The Translation Consumer Labels Project Team (Labels Team, for short) was tasked by ASTM to provide a more accessible description of the labels to assist in disseminating the concept and its use. Expanding on the text of ASTM F2575-2023, section 10.2, the Team strives to make known that labels are used to differentiate professionally verified translations from those that are not.

The factors behind the new labels are the process*, the qualifications of the translators involved, and accountability (who is responsible for flaws in the final project).

In October 2024, at the fall meeting of ASTM Technical Committee F43 held in Portland, Oregon, in conjunction with the 2024 ATA (www.atanet.org) conference, it was agreed that F2575 should be revised to feature the labels Professionally Verified Translation and Un-Verified Translation. It was also agreed to seek protection for the character mark PVTQ. And a new work item (WK92487)  was set up to formalize the new labels, with Alan Melby as the technical contact. A team of fourteen people was formed to discuss exactly how the content of section 10.2 of ASTM F2575 should be revised.
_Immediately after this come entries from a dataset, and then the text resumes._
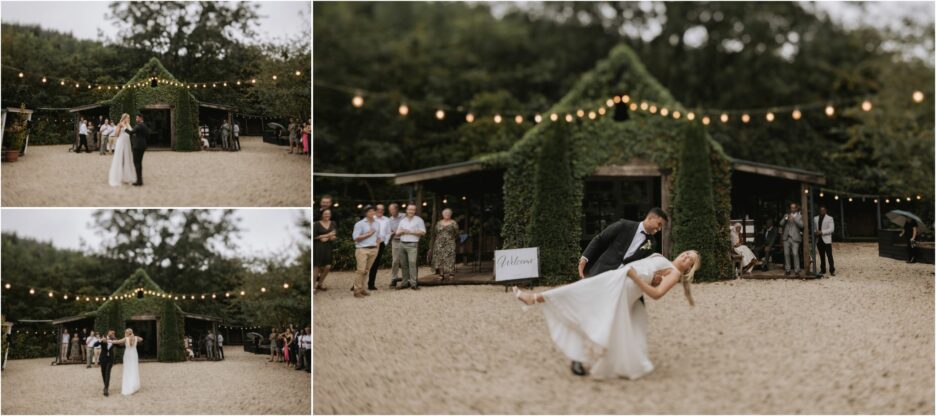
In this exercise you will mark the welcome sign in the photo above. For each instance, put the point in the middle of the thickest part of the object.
(518, 263)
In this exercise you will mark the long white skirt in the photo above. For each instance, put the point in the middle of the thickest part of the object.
(599, 320)
(122, 169)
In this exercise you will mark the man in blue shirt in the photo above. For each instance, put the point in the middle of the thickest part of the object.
(366, 243)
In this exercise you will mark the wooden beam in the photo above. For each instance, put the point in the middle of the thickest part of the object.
(405, 178)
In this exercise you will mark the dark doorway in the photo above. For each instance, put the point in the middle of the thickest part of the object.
(159, 122)
(146, 330)
(608, 199)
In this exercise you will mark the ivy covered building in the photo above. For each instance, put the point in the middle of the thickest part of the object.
(562, 182)
(169, 109)
(140, 304)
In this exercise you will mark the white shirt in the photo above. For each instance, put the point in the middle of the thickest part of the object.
(414, 224)
(636, 242)
(383, 228)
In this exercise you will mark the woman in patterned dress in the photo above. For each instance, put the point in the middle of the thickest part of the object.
(443, 245)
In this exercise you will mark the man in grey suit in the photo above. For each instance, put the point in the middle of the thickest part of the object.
(792, 224)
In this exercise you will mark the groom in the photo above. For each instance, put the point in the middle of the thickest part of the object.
(617, 245)
(106, 359)
(138, 144)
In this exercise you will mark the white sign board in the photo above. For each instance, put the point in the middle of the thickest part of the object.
(518, 263)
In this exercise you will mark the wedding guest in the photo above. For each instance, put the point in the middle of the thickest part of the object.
(383, 235)
(63, 351)
(292, 130)
(366, 242)
(306, 136)
(911, 230)
(236, 136)
(770, 238)
(395, 217)
(410, 229)
(323, 247)
(792, 236)
(89, 349)
(824, 225)
(443, 245)
(97, 349)
(307, 349)
(220, 345)
(324, 204)
(748, 259)
(273, 337)
(225, 135)
(82, 136)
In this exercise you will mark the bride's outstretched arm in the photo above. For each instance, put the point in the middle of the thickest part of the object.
(669, 280)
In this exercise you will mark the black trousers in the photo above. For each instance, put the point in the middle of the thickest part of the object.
(138, 163)
(105, 373)
(83, 141)
(372, 279)
(825, 250)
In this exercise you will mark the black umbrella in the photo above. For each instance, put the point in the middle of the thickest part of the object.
(900, 217)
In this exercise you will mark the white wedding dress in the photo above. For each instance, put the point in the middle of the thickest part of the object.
(122, 169)
(599, 321)
(131, 372)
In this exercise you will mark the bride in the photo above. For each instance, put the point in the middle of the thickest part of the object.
(131, 362)
(599, 322)
(122, 169)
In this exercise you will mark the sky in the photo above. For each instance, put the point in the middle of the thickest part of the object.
(265, 231)
(278, 19)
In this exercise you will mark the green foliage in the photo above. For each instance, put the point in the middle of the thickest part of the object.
(185, 107)
(552, 220)
(594, 144)
(694, 226)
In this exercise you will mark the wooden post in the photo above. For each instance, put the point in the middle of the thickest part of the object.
(807, 235)
(666, 196)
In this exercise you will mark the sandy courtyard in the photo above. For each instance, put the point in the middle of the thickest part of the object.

As a result of the work order, a ballot was issued at the subcommittee (F43.03 — translation) level and closed on April 9, 2025. The votes were counted, and, on April 11th,  the ballot was deemed to have passed. At the April 17, 2025, meeting of ASTM F43, it was agreed that the ballot to change the labels would be sent out to the entire technical committee.

The plan is to leave the text of section 10.2 exactly as it is in the ballot (associated with WK92487) and explain outside the standard in a non-normative fashion that if someone feels compelled to treat “PVTQ” as an acronym, they can expand it informally as an unofficial abbreviation based directly on the balloted text of section 10.2 (a Professionally Verified Translation that exhibits Quality because it meets specifications) without replacing the official label—Professionally Verified Translation—in the standard. This approach results in essentially a short form and a long form of the written-out label, but only the short form would be attached to a translation that is delivered to consumers.
 
Going further, we recommend, in the materials we develop about the labels, that the long form be used only when an explanation of the characters in the certification mark is requested or needed.

*Common Processes: traditional translation, which involves a translator, a reviser, and a reviewer; post-edited machine translation, which may or may not involve a professional translator; or raw machine output, etc.

This page was last updated on April 24, 2025.